Affordability of sustainable food
It is generally said that sustainable food is more expensive than other kind of food, certainly too expensive for public bodies to afford.
The truth is that in the past 20 years, through the industrialization of production processes public authorities have tended to reduce the money “in the plate” with the consequence of lowering ingredient quality and reducing staff qualifications in the kitchen,.
Fortunately, not everyone has followed this way and the demonstration has been made in several contexts that is possible, within normal budget, to increase service quality taking into account the synergy of sustainable development.This requires a complete rethinking and re-engineering of the service, mainly based on people skills.
Today we live in a world in which machines are becoming more and more intelligent and intuitive and can replace people: but this must not be the case of meals preparation.
If you ask yourself the following question : do you prefer a meal that is prepared by a skilled person, with fresh products or by a robot heating frozen food and mixing powders ?
And now why would you think that if it is not good for you, it should be good for your children at school or your parents who are maybe recovering in hospital?
We also need to remember that most of the gastronomic recipes which are so fashionable today, are at the origin from « poor kitchens » prepared from scratch with local and seasonal food. Therefore, it is possible to prepare good, healthy and nutrious meals based on traditional recipes at a good price, on the condition that skilled persons are in the kitchen.

The new paradigm
No one is talking about dismantling from today to tomorrow what has already been built up : this would be unreasonable. But the trend of innovation needs to change. The first of the class are not necessarily the usual ones. The less is the industrialization level and the easiest it will be to change the paradigm. We have here a renewed opportunity to engage a peer to peer dialogue between the different EU countries for the exchange of good practices.
Transition will necessarily have a cost. That is why the long term vision is so important. We need to shift from a model where food is only a cost to a model in which public food becomes an investment. The money spent to buy fresh food, to train staff (a few percent of the meal price) is indeed an investment to increase local employment, to foster regenerative food production, to promote health, to reduce food leftovers and generally to increase people welfare and satisfaction.
We enter here in a virtuous circle because of the difference between the mindset of a person who invests compared to a person who spends money with no particular expectations of added value.
Indeed, the investor wants to drive change : here is the real strength and leverage effect of Public Food Services.

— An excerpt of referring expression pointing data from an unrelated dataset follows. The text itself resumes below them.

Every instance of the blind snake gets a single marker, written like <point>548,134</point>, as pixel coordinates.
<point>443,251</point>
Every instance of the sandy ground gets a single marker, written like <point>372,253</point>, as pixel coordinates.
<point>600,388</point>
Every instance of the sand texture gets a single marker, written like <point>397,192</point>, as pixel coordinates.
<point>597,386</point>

Why should we need to demonstrate what is already common sense?
The ecological crisis brings Commons at the forefront. If goods are commodities, a good meal that arises from a flourishing food supply chain is certainly even more because it gives added value to environment, health, local jobs, alternative food supply chains, etc. Such added value however is very difficult to assess because of its consistent part of immateriality. We have already spent much time and effort to measure this added value looking for the best indicators to justify any financial/policy effort to achieve the change. Whereas this research is still going on and improving it must not become the alibi for status quo.

Advocacy today is about seriously taking into consideration the idea that Public Food Services could become a real political project everywhere in Europe, a service in the interest of the whole community such as education or health, a service which invests in regenerative food systems, which diffuses welfare and which increases awareness.